Yazdıktan sonra ekran açık bir şekilde telefonunu masaya koydu. O sırada Şahin yeniden konuşmaya başladı. "Yaz abicim. O Toygar'ı vururum. Kendimi de küvette yeni boğdum sakın gitme günaydın."
"Ya Şahin uğraşma adamla ya." Nalan'ın tatlı siteminden sonra masaya oturmuştu Şahin. Tam da o sırada bir ses geldi.
Maral:
Günaydın. Sabaha gözlerimi Sonya cinayeti ile açtım.
Hayalet:
Hatırladın mı Sonya'yı?
Bu arada yeni bir bildiri yollayacağım. Yüklersin veriye.
Maral:
Tamamdır. Hatırladım. Sen benim saçımı kestiği geceyi hatırladın mı?
Hayalet boğazı kurudu gibi hissetti. Hatırlıyordu. Nasıl unuturdu ki? Hayalet ona nazaran her şeyi hatırlıyordu. Maral bunların tamamını hatırlamamayı tercih etmişti ama o hatırlıyordu. Hepsini her bir detayı.
Hayalet:
Evet.
Maral:
Hiç üzülmedim. Bazıları ölümü hak eder 68.
Maral kadar pozitif birinden beklenmeyecek kadar gaddar bir cevaptı bu. Hayalet dudak büzdü. "Haklısın."
Maral:
Hayalet veya 68. Ben seni görmek istiyorum. Bak birine söylerim, bir şeyleri batırırım diye korkuyorsan sen de beni ihbar edersin. Yardım etti dersin. Biliyorsun ben hep yalnızdım. Siz arada da görüşseniz. Birbiriniz ile iletişim halindesiniz ve ben seni özledim.

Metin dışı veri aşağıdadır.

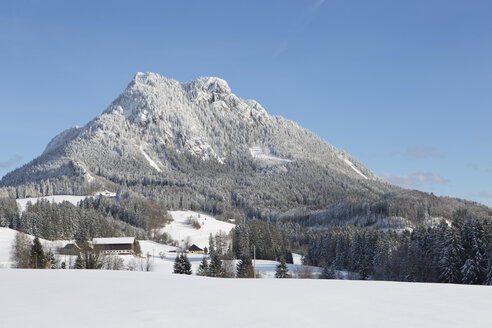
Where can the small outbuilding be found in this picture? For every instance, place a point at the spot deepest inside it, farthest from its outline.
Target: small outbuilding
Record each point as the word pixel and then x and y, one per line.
pixel 70 249
pixel 117 245
pixel 194 249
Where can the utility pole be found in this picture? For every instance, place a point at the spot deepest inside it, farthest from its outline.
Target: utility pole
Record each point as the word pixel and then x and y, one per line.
pixel 254 259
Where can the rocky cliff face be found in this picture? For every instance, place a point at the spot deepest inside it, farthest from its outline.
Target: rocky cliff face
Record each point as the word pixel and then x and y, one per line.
pixel 197 145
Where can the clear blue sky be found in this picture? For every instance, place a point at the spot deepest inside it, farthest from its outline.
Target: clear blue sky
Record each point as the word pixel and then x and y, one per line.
pixel 403 86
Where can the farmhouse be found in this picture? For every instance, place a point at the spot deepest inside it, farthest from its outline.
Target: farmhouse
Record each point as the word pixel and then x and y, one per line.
pixel 121 245
pixel 194 249
pixel 70 249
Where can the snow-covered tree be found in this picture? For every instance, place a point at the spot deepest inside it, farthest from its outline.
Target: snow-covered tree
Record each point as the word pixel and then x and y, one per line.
pixel 282 271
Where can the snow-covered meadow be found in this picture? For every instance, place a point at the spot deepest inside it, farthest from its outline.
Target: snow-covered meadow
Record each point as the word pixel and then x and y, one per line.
pixel 85 298
pixel 100 298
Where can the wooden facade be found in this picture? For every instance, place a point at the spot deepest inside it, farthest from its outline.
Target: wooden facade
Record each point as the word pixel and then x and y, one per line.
pixel 194 249
pixel 119 246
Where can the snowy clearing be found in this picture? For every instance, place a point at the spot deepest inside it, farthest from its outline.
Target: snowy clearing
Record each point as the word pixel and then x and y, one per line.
pixel 58 199
pixel 179 230
pixel 263 154
pixel 354 168
pixel 22 202
pixel 7 237
pixel 85 298
pixel 150 160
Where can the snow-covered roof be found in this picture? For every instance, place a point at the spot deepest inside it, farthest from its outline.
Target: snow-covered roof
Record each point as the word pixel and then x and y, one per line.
pixel 114 240
pixel 195 248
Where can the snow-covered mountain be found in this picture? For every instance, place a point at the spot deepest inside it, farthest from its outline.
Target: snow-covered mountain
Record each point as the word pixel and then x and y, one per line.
pixel 197 145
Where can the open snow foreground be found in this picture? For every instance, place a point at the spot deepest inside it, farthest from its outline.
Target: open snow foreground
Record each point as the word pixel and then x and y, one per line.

Hayalet: Sana güvenmediğimi düşünmüyorsun öyle değil mi?
Maral:
Güvenmiyor olabilirsin. Biz büyüdük 20 yıl geçti.
Hayalet:
Sana güveniyorum ama inan bana zamanı var.
Maral:
Sen beni merak etmiyor musun?
Hayalet:
Geyikçik ben 35 yıllık ömrümde hiçbir şeyi senin kadar merak etmedim.
Maral:
:)
Ben bu gece bir ödül gecesine katılacağım.
Hayalet'in çenesi kasıldı.
Hayalet:
Monte Carlo'da olan mı? Şu deniz üzerindeki mekan.
Maral:
Yoksa sen de mi geliyorsun?
Hayalet:
Hayır geyikçik.
Maral ile Hayalet bir süre daha mesajlaşmıştı. Ta ki Maral duş alacağını söyleyene kadar. Hayalet telefonu masaya koydu ve sohbete geri döndü. "Gidecekmiş." dedi homurdanarak. Şahin bir süre daha dalga geçti ortamla. Saatler birbirini kovalarken Hayalet'in içindeki sıkıntı büyüdü.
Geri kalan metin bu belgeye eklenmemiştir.